Google Begins Chrome 150 Rollout on Desktop, Android and iOS as Manifest V2 Support Narrows
Google has begun pushing Chrome 150 to users across desktop, Android and iOS, though access depends on the platform and where each device falls in a staged release sequence.
Versions 150.0.7871.46 and 150.0.7871.47 are now live for desktop and Android users in an early stable release, meaning only a small share of devices receive the update immediately.
That is standard practice. Google typically widens the rollout over several days while engineers monitor for crashes or major defects.
iOS Moves Faster
The pace differs on Apple’s platforms. Chrome 150.0.7871.51 is already available on the App Store for iPhone and iPad users, following an earlier build — version 150.0.7871.34 — that introduced a minimize option for Gemini, Google's AI assistant built into the browser.
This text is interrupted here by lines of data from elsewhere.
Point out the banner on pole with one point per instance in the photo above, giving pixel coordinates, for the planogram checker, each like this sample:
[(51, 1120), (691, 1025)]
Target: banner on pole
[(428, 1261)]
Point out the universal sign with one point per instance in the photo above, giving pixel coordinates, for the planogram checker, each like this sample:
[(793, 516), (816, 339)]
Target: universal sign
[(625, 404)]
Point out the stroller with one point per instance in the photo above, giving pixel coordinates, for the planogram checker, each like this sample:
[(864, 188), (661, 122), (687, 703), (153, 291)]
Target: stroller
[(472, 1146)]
Google also moved ChromeOS to the Chrome 150 beta channel last week, bringing Chromebooks in line with the broader release schedule.
What Changed
Google has not published detailed release notes. Official communications describe the update with the standard “security, stability, and performance” summary, leaving most changes visible only in Chromium’s open-source development commits.
Several fixes and additions are buried in those commits. One addresses a bug where the voice search interface caused the address bar to resize during recording.
Android gains a visible update badge inside the app menu, signaling when a newer Chrome version is available. Google also refined the browser’s refreshed interface, including a small animation tied to the reload button.
Manifest V2 Removal Tightens
For a significant share of users, those changes matter less than one other development. Chrome 150 advances Google’s removal of Manifest V2 — the older application programming interface (API) framework that many browser extensions relied on — by stripping several command-line workarounds that users applied to keep older extensions running.
Extensions built on Manifest V2, including older versions of the widely used ad blocker uBlock Origin, may stop functioning as a result. Chrome will disable incompatible extensions outright in most cases.
Enterprise-managed installations retain some flexibility, but the path for general users to keep legacy extensions running is narrowing rapidly.
Google began its push to deprecate Manifest V2 in favor of Manifest V3 — a more restrictive but, the company argues, more secure framework — in 2022, drawing sustained pushback from extension developers and privacy advocates who say the new standard limits what ad blockers and content filters can do.
Checking for the Update
Windows, macOS and Linux users unwilling to wait for the automatic rollout can open Help > About Google Chrome, which sometimes triggers an immediate download of the latest build.
Results vary. Some machines respond; others remain on version 149.0.7827.197 until the staged rollout reaches them organically over the next few days.